Les portes… Nous en avons franchi beaucoup et certaines nous ont plus marqués que d’autres. Vous souvenez-vous par exemple de la première que vous avez passée pour vous immerger pour des années dans le système « Éducation nationale » (si longtemps que vous y êtes encore) : le premier jour d’école en maternelle ? Pour certains ce fut peut-être difficile si l’on en juge les larmes des parents qui coulent encore régulièrement début septembre.

Les portes

Ce qui était jusque-là empirique est maintenant bien compris : les émotions influencent puissamment notre capacité à mémoriser, c’est une histoire d’amygdales (dans le cerveau pas au fond de la gorge ceux-là : ils sont impliqués dans les émotions)… Mais là n’est pas l’objet de ma chronique.

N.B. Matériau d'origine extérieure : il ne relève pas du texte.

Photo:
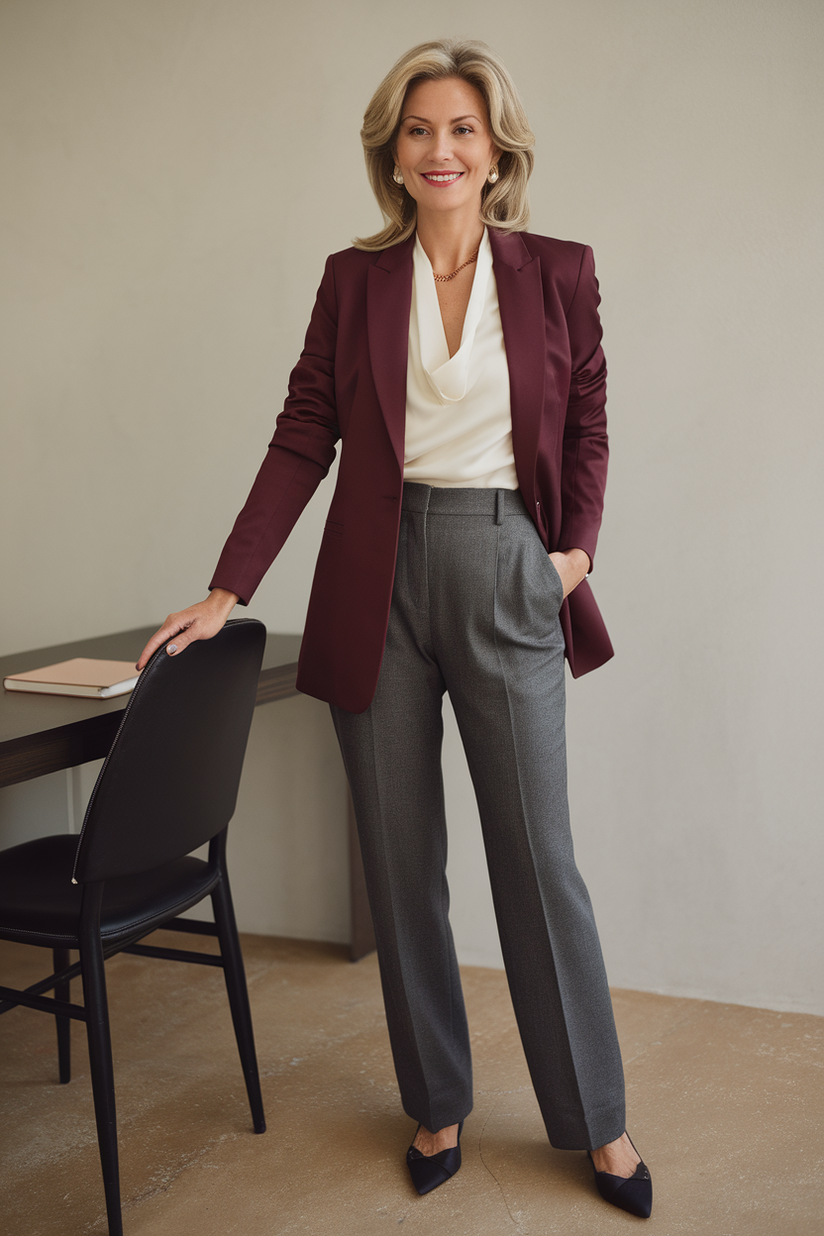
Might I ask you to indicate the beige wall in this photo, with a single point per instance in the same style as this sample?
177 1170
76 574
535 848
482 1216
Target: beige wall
174 173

Pour ma part, cette entrée dans ce nouveau monde a dû se dérouler sans heurt car je dois bien avouer que je n’en ai aucun souvenir.

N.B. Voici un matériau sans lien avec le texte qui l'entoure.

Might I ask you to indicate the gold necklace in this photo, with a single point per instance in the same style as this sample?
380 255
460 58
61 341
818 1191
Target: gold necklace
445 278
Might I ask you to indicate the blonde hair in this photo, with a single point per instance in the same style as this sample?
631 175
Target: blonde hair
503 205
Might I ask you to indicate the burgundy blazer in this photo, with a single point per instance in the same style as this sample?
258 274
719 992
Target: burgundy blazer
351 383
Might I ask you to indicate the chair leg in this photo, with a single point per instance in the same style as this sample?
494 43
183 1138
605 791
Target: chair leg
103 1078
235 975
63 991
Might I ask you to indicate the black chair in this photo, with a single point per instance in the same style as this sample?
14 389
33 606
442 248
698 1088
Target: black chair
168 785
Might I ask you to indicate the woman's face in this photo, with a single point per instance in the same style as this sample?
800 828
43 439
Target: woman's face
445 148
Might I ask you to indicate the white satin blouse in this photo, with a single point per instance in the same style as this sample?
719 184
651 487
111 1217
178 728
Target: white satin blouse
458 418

Par contre, parmi ces portes qui resteront à jamais dans ma mémoire, il y a celle du principal de mon premier poste : quelques minutes d’attente dans l’angoisse de découvrir mon premier collège, au milieu d’un couloir sans âme. Des minutes pendant lesquelles j’allais rencontrer d’autres jeunes profs qui devinrent des amis.

Puis, lors de la visite de ce même établissement, ce fut la porte de la salle des profs entrouverte qui laissait apparaitre les murs noircis… par un coktail molotov. Vision apocalyptique soulignée par un sobre « elle va être refaite » du chef d’établissement.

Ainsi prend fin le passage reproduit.